Our agents will subscribe to get content we are interested in from other agents, and will intelligently redistribute content we receive and/or like out to other agents. We humans will not have to manually be involved in the process of sifting and redistributing content anymore. We will simply see suggested content from their agents (perhaps summarized or pre-digested intelligently in some cases), we will then read what interests us and perhaps mark it as good or bad, and the rest will be automatic – our agents will do reasoning on our behalf, and then send links and other statistics about their attention and sentiment out to other relevant agents for our friends and colleagues.
The entire network of agents will reason and learn collectively about content on the Web, and the interests of the people the agents represent, in real-time, without human intervention. In this era, we will reach new heights of personalization technology. Our agents will learn about our content interests and preferences, and our implicit and explicit social networks and networks of trust, as we read and express our sentiment naturally. There will be more content than we can presently imagine dealing with, but we will be able to manage it effectively thanks to these evolving intelligent tools.
Far Future Content Distribution: We are Borg!
What will come after Web 4.0 – in Web 5.0, the decade from 2030 to 2039? By that time, content distribution will no longer be controlled by individual people or by programs, but by a meta-level “hive mind” or “global brain” that will transcend the individual level altogether.
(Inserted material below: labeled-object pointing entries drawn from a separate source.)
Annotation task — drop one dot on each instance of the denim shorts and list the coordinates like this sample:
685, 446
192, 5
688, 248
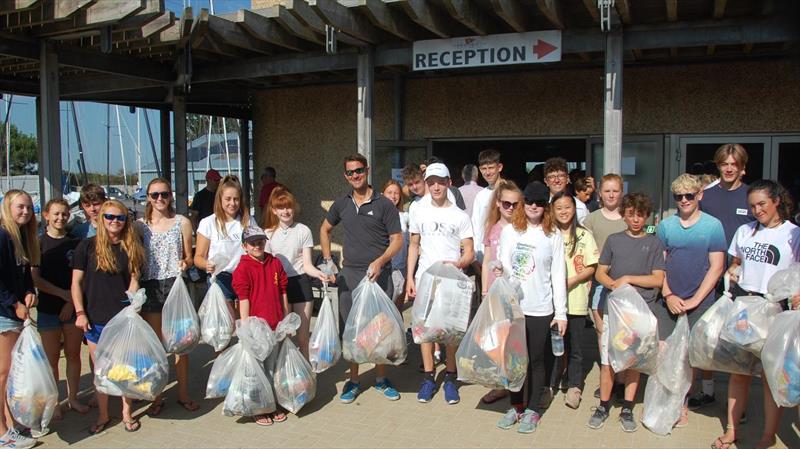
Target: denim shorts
9, 325
93, 335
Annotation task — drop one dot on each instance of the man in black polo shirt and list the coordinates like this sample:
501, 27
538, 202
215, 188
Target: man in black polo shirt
372, 236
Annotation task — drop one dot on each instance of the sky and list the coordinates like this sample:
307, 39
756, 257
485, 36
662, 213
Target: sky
92, 117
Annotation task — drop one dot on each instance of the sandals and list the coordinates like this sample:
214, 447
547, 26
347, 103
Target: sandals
189, 406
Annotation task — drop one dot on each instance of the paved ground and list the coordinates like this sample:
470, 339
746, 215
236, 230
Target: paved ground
372, 421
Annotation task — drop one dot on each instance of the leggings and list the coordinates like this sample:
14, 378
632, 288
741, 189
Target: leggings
537, 330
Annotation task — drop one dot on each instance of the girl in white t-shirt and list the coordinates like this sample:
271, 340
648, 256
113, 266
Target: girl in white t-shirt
291, 243
221, 233
760, 248
532, 252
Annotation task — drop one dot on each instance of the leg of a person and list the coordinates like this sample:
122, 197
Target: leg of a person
304, 309
575, 326
537, 329
73, 337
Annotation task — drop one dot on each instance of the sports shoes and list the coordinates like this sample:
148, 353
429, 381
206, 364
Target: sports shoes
388, 391
14, 440
598, 418
350, 392
701, 400
451, 390
573, 398
626, 420
426, 390
509, 419
528, 421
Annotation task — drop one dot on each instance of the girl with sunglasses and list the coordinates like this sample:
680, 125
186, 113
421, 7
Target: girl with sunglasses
505, 198
105, 267
19, 250
167, 240
221, 233
531, 251
56, 312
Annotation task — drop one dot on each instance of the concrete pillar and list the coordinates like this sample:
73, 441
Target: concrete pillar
48, 125
612, 107
366, 81
181, 166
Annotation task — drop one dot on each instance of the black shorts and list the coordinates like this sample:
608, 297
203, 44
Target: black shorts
157, 291
299, 289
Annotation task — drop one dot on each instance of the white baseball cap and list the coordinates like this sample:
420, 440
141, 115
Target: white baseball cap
437, 169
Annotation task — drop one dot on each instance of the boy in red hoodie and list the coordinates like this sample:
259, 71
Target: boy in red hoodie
259, 280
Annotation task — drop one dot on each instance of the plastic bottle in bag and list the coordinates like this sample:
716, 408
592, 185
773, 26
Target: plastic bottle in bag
494, 351
374, 329
31, 391
129, 359
180, 325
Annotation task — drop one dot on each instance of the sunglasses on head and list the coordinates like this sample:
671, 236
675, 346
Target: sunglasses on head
537, 203
112, 217
681, 196
155, 195
357, 171
508, 204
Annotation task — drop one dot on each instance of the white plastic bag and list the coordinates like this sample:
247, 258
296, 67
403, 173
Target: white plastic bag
441, 309
494, 351
633, 332
216, 321
665, 392
180, 325
781, 358
129, 359
374, 330
31, 391
324, 347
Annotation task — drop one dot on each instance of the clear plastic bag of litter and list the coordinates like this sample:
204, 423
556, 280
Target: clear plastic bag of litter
441, 309
238, 373
633, 332
180, 325
494, 351
374, 329
324, 347
31, 390
216, 321
781, 358
129, 359
665, 392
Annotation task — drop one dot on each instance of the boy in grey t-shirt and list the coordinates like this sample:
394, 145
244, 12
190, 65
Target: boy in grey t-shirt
636, 258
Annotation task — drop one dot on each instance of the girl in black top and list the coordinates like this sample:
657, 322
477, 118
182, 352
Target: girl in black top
19, 249
56, 312
104, 268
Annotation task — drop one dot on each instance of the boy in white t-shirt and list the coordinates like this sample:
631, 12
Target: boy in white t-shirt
438, 233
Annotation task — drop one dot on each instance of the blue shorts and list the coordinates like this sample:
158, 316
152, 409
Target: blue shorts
9, 325
93, 335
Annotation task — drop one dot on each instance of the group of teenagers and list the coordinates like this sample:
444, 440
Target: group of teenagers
565, 258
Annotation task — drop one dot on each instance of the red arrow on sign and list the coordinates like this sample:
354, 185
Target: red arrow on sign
542, 48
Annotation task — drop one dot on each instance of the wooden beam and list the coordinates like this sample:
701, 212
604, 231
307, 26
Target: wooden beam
551, 10
513, 13
468, 13
429, 17
389, 19
267, 30
591, 6
624, 11
346, 20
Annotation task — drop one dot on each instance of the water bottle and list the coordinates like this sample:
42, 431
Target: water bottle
557, 341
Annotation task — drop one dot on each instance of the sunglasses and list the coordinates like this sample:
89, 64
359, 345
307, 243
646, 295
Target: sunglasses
357, 171
155, 195
536, 203
681, 196
508, 204
112, 217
There will be learning processes governed by individual agents or communities of agents and people working in tandem – that live out on the network “above” networks of people, software and content providers.
These meta-level processes will learn about content and then help to organize it and distribute it “down” to people and programs that will then consume it and redistribute it. We could see this is a phase transition to a higher level of order – new abstract functional agents or nodes will evolve in the system that don’t represent particular people or content providers – they will instead be true brokers or intermediaries that will learn and route content to agents for people and organizations. In some ways this evolution of higher and higher levels of network abstraction mirrors the structure and development of the human brain, where we have different layers of neurons that provide progressively higher levels of abstraction, coordination and reasoning.
In the decades discussed in this article I have mainly focused on how content distribution and discovery will change. However, the processes of content creation and content consumption will also change in step with the steady march of technology and network growth as well. All of this will have profound implications for content providers, media companies, advertisers and of course end-users. These are subjects for future articles perhaps. The trends I have outlined here are clear as day to me, but I’m sure there is more to the story that I have missed. Feel free to add your comments and ideas, and data to support or refute these suggestions. Perhaps together we can all figure this out with even higher resolution.